I'm not excusing his perjury (as I know I will be accused of doing), or saying Archer shouldn't have been imprisoned for it (as I likewise know I'll be accused of doing). He should have been. I'm merely pointing out that the punishment was excessive by the standards of the system which imposed it, that he was held in excessively confined conditions by the standards of the system which inflicted them for someone in his position, and that these things appeared to have been driven by a desire in the criminal justice system to show off to whoever happens to be political top dog at the moment. In that case, it was a triumphalist New Labour. Those who applauded this sort of thing then may yet live to regret it, if the Cameroons ever do end up on top. This tacky, rackety, personally vengeful Continental-style or American-style politics does not belong here, and lowers respect for Parliament.

It isn't actually the false accounting that has infuriated the public, as it happens. As always (and as was famously said by the excellent American journalist Michael Kinsley) the surprise is not about what's illegal. The surprise is about what is legal.
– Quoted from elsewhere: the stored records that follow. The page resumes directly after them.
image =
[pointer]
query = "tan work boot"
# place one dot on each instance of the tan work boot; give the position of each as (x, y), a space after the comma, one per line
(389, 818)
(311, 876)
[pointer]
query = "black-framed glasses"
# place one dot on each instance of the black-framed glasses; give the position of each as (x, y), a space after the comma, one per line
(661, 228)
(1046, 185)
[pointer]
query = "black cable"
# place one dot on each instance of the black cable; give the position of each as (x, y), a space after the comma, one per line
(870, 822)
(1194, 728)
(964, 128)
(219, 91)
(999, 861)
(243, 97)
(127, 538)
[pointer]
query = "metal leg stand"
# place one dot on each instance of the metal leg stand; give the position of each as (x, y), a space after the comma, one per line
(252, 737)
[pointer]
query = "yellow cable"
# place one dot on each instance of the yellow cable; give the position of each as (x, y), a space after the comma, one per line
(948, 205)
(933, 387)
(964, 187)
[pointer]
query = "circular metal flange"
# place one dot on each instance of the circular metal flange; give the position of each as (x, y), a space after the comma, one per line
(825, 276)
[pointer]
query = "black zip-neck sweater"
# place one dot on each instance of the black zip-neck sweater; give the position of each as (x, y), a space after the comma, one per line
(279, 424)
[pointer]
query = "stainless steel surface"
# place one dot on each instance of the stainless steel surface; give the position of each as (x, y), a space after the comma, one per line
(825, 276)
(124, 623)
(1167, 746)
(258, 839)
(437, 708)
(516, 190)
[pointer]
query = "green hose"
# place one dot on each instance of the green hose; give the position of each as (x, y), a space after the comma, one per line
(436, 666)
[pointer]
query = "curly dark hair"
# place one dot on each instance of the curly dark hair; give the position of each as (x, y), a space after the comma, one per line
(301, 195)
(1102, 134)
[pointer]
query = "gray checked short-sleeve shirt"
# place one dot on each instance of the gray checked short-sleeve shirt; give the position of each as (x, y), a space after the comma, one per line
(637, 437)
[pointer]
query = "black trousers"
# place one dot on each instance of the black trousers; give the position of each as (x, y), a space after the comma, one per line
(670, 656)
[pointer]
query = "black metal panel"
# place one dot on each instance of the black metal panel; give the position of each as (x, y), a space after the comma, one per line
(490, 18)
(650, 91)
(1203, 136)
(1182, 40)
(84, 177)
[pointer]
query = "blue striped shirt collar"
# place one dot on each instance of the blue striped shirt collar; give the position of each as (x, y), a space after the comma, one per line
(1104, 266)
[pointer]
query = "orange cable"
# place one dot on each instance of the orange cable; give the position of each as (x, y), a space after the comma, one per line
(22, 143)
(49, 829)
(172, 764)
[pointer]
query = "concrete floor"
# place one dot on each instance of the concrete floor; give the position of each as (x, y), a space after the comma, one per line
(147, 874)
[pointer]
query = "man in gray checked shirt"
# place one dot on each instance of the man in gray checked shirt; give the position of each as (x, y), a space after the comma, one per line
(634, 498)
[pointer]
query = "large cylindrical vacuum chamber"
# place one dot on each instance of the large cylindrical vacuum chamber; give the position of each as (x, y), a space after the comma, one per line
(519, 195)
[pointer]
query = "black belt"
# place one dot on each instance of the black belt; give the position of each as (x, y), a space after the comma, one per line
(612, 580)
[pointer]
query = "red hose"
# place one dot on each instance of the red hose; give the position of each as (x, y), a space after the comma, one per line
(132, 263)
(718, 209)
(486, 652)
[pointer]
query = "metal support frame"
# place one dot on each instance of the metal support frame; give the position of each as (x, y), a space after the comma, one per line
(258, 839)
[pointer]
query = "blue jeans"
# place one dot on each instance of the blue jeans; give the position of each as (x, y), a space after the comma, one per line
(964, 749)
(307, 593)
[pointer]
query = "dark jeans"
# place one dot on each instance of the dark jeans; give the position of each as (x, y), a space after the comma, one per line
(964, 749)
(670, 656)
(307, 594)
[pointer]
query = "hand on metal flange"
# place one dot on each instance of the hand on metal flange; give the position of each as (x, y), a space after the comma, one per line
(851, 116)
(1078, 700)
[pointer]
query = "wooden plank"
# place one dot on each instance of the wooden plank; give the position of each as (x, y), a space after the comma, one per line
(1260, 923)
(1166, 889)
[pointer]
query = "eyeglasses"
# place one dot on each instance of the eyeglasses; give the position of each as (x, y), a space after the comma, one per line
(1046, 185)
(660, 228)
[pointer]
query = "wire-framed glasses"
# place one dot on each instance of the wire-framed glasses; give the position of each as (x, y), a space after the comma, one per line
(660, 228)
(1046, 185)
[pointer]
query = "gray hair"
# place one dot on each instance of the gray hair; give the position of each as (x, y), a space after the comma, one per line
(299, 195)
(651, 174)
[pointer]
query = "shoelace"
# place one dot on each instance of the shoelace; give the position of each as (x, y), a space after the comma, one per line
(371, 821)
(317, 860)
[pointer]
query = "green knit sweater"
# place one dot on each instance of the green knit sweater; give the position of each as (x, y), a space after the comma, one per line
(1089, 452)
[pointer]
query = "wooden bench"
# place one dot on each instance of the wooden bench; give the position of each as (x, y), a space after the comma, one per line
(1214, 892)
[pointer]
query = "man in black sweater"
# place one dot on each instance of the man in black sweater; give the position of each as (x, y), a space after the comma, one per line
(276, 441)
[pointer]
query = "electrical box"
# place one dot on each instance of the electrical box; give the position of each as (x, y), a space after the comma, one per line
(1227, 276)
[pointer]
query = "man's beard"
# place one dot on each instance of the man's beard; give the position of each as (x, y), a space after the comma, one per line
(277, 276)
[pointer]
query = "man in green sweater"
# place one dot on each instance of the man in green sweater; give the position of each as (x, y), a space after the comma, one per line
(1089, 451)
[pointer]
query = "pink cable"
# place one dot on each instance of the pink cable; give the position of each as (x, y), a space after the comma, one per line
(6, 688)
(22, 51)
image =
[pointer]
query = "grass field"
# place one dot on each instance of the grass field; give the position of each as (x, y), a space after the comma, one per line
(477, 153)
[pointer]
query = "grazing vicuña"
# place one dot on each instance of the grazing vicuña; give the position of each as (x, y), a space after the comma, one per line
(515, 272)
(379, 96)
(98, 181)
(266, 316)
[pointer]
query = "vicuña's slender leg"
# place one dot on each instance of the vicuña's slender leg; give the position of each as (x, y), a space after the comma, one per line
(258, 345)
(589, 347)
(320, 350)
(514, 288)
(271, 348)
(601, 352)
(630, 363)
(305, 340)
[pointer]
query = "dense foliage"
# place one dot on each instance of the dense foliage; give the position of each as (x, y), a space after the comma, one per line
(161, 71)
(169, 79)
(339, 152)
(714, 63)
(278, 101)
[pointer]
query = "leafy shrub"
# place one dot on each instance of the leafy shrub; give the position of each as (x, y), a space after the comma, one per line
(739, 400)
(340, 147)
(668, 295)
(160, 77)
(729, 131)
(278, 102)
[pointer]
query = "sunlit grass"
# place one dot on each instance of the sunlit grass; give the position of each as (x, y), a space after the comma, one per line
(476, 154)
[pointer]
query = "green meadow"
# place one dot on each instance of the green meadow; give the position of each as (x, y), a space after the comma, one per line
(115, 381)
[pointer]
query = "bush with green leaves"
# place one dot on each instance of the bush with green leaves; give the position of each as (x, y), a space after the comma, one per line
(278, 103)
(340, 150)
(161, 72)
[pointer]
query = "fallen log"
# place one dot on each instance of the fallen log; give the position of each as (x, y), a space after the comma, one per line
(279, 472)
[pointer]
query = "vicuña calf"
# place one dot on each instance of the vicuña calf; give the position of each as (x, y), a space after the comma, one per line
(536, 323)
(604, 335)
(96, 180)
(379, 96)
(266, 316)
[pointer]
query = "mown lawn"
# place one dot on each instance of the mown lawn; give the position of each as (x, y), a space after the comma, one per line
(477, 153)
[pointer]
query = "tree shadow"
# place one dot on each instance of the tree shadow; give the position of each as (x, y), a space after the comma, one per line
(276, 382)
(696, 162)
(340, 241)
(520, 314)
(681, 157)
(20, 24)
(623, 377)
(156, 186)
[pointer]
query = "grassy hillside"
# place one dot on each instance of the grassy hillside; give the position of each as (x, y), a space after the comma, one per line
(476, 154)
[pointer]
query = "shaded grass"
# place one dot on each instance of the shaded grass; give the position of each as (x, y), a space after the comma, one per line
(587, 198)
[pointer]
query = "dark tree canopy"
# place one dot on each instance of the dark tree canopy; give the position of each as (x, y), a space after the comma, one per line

That is to say, that things most people would regard as wrong, greedy and despicable are officially permitted, and still remain so despite months of scandal.

And, as I have often pointed out, it is quite legal for the rather rich leader of a major political party to charge the taxpayers - most of whom struggle to pay for one home - many thousands of pounds a year for the interest on the mortgage of his second home. This is a substantial family house in easy reach of London, which in my view he does not actually need for his parliamentary duties. The place is in reasonable commuting distance of London, and if he really can't face the journey (many of his constituents do it daily) what's wrong with a small flat or a room in a B&B? Or if he wants a nice big house up there, why not just pay for it himself?

He concludes:

If the police started investigating every sniff of impropriety among politicians and their friends, there'd be no end to it, ever. Look at Israel, where being Prime Minister almost invariably seems to trigger a prosecution of the incumbent and or his family. Apart from undermining the electorate's sole right to appoint and dismiss MPs, and apart from giving power to publicity-seeking police officers, prosecutors and judges, I cannot see what this achieves.